What is it like to design future experiences with strangers? After spending two full days with a cohort of 17 people at Institute for the Future, I found out. Participants in IFTF Design Futures, held out at our headquarters in Palo Alto, California, included philanthropic leaders, corporate R&D folks, education innovators, labor researchers, urban planners, a children's museum leader, a health equity expert, a religious clergy, nonprofit co-founders, and others. The person who traveled the greatest distance to join us is involved with IndigiCon, Australia’s Indigenous Comic Con.
Kathi Vian, our dear IFTF colleague and Distinguished Fellow, once said: “juxtaposition is a research methodology.” This convening proved her right! Diverse roles and perspectives in the room contributed to a richer, more complete vision for the future.
When it comes to foresight, “the who” (those participating in the process) matters.
Our framing question for the time together was: “What IF there were 1 billion climate migrants in the world in 2032?” How would we design for that future? How could futures thinking skills equip us to have a conversation about climate migration at local, regional, national, and global levels?
Cat’s Cradle: A Tool for Balancing Forces Shaping the Future
Though I have been a foresight practitioner since 2008, the training gave me my first chance to use the Cat’s Cradle tool, developed in 2019 by my IFTF colleagues Jacques Barcia, Ilana Lipsett, and Jake Dunagan as a variation of Sohail Inayatullah’s Futures Triangle.
As the training facilitators Jacques, Ilana, and Jake pointed out, Cat’s Cradle is a game of creating shapes by weaving string around your fingers. The future is a tapestry weaving together strong, subtle, and noisy forces in any dynamic system — the trends, visions, structures, habits, strategic choices, and conditions that influence change and stability. Using the Cat’s Cradle as a visual metaphor helps represent these forces and their mutual interdependencies.
Like the strings of a Cat’s Cradle, we design experiences within a dynamic tension: informed by the weight of the past, constrained by the push of the present, and propelled by the pull of the future.

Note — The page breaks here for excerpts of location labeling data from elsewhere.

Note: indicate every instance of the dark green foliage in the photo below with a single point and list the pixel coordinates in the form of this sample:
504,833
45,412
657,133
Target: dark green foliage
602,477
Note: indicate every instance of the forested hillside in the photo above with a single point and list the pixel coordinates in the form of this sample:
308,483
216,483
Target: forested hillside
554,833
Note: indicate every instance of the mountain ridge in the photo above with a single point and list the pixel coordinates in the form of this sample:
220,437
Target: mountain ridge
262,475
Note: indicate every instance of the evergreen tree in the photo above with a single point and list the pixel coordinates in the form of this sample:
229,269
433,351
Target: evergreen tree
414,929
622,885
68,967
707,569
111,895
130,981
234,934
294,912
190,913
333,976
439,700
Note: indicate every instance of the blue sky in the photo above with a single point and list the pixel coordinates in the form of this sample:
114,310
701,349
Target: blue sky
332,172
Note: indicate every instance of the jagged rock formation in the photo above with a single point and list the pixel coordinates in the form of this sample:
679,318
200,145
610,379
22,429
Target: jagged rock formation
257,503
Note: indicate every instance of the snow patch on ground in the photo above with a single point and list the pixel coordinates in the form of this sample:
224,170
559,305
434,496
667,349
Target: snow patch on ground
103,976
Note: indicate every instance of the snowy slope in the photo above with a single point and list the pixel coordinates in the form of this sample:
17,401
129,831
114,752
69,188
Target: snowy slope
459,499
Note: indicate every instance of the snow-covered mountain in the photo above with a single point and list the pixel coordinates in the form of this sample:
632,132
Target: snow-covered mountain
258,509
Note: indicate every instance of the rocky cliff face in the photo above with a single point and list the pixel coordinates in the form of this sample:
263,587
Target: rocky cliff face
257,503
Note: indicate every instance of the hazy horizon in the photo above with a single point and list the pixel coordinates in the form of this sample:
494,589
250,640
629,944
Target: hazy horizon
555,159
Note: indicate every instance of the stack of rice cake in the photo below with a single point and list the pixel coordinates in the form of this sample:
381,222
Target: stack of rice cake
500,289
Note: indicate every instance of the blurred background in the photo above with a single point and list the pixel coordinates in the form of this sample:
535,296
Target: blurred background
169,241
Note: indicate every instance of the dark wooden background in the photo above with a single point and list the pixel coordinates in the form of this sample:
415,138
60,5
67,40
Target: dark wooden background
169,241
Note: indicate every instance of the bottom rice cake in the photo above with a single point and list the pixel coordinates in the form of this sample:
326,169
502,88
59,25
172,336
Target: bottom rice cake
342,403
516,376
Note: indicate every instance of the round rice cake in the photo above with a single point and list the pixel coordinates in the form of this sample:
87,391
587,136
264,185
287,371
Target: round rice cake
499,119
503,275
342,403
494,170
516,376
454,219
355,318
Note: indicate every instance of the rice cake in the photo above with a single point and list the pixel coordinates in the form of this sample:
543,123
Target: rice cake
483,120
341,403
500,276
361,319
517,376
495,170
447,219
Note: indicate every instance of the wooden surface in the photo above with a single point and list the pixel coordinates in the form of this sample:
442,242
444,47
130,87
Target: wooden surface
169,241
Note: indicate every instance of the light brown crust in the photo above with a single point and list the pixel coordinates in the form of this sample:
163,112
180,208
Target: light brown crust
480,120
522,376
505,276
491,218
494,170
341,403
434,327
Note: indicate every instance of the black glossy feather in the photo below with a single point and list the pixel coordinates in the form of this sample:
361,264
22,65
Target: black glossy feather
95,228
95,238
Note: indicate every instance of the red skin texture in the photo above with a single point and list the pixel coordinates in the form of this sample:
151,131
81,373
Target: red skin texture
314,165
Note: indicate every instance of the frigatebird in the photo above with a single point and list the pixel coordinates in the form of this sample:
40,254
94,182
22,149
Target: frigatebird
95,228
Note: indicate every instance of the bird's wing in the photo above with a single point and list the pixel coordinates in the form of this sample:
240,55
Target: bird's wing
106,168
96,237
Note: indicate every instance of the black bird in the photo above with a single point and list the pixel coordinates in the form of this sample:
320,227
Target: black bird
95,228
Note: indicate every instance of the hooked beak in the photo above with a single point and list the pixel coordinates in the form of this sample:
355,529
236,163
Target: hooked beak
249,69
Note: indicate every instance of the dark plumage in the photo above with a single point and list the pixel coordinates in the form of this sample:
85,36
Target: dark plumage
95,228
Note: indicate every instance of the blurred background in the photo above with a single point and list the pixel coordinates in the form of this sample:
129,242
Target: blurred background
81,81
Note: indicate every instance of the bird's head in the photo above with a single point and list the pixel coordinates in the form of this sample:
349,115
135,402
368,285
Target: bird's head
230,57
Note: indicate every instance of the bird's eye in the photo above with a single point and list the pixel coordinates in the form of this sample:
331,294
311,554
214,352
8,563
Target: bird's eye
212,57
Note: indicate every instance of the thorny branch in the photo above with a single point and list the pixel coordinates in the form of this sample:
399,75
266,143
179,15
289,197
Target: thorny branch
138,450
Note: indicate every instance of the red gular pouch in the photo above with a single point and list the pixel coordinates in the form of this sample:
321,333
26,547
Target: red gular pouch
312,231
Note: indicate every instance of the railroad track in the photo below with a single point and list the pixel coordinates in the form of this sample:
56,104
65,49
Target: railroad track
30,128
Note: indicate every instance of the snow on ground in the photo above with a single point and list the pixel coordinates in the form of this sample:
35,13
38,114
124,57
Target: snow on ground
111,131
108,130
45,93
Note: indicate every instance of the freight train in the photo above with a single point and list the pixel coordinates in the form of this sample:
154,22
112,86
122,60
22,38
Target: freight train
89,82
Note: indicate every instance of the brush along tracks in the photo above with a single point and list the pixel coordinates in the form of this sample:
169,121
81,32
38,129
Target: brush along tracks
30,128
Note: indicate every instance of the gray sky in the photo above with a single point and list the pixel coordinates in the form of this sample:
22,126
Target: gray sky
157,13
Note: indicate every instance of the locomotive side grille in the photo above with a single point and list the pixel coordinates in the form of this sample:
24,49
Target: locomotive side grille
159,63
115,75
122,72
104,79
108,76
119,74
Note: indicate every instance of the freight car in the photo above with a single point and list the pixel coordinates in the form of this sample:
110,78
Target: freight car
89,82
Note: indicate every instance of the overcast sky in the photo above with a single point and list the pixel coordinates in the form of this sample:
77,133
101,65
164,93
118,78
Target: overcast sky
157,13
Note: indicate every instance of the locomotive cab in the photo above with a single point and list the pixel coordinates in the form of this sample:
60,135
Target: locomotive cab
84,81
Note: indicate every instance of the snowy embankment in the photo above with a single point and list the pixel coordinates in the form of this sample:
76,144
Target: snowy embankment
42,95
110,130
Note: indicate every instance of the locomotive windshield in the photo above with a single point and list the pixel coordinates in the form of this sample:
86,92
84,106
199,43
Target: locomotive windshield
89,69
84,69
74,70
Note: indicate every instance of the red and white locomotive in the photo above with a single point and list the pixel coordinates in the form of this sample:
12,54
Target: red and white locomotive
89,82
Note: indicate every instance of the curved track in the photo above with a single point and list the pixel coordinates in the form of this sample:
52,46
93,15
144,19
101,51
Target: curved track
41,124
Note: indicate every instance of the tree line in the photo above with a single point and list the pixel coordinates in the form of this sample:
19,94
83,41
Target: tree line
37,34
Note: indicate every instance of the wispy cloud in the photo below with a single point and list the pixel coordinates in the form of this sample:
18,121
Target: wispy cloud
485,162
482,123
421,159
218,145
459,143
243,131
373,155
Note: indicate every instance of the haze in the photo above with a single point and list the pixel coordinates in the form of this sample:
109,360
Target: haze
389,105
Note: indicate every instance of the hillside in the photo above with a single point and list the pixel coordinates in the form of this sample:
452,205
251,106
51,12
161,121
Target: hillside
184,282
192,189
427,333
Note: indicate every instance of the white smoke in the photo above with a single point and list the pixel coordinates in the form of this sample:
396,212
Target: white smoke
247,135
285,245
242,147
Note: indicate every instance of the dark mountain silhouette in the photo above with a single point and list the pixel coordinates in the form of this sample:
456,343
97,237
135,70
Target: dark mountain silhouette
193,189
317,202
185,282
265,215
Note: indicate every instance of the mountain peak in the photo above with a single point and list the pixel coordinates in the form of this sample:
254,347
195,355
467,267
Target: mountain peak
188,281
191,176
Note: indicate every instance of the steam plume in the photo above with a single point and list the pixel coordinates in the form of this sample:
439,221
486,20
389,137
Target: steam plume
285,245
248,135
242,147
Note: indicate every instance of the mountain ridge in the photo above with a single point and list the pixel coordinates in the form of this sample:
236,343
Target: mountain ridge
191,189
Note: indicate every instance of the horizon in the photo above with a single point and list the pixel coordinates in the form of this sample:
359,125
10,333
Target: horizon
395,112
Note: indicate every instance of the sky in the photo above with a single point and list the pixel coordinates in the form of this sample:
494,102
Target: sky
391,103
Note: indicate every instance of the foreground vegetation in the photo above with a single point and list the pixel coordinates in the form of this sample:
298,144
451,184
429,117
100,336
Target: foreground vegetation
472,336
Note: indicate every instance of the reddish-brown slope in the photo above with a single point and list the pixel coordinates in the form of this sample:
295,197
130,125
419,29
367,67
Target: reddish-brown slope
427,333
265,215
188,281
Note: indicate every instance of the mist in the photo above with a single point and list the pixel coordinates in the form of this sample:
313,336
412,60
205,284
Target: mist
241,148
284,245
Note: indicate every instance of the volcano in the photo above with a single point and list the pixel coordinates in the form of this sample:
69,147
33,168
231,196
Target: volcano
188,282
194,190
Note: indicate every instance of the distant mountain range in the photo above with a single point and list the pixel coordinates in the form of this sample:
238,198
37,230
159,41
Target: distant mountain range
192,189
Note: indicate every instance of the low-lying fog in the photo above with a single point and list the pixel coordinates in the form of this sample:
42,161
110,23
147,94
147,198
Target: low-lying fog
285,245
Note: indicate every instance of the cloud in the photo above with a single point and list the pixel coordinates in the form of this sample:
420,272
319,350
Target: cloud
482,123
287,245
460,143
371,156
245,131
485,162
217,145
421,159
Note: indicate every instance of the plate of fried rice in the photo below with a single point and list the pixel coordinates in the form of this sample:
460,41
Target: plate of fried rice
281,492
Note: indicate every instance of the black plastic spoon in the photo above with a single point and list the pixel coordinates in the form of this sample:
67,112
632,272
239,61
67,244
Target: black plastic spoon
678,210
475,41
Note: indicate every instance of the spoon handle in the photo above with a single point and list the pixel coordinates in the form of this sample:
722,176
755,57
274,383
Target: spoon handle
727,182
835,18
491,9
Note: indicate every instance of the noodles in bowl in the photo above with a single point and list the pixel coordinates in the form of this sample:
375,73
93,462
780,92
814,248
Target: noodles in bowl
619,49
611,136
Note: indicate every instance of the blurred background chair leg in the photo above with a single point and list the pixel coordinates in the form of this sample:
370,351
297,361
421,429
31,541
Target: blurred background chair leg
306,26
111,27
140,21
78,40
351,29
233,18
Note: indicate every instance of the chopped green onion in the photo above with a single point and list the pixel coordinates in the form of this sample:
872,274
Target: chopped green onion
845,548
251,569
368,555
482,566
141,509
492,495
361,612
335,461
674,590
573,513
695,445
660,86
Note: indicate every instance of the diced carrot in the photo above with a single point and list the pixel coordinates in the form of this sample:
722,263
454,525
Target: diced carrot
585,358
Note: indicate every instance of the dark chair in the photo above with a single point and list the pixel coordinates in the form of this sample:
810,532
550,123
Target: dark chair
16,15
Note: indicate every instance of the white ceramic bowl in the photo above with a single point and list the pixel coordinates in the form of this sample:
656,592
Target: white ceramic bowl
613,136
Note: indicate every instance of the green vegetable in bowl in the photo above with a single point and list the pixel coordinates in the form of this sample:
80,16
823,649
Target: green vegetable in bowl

What I find most interesting is that if it weren’t for “the who” present in the room, we might have missed out on the diverse perspectives in the room that led to the following insights:
The Push of the Present: In a future of climate migration, we will need to design everything that is currently place-based to be instead portable. This will shape what architects and designers need to learn in schools, how municipalities will fund infrastructure projects, and even how we might think of education and social services as portable infrastructure.
The Pull of the Future: In a future of climate migration, tracking movement will become of great importance at a global scale. We will need to design new forms of digital identity, and tracking migratory movement will become an even more ethically complicated question than it is today.
The Weight of the Past: In a future of climate migration, we will need to design legal systems with the power dynamics of racism in mind. We will need to design reparative processes to engage with our histories of displacement of indigenous people and enslavement as part of global colonialism. And we will need to design new narratives around who is “allowed to be a refugee.”
In 2017, I learned about climate migration from my colleague, Sara Skvirsky, in her Ten-Year Forecast piece, Perilous Planet: Designing for Impermanence. Since then, I’ve learned more about climate migration, but always in a solitary way. The social process of co-learning together made a big difference. The people in the room at Design Futures – who started as complete strangers — helped deepen my understanding and cast a more holistic view. I am grateful for the opportunity to witness my colleagues in action, and for all the participants who shared their visions for the future we need to design together.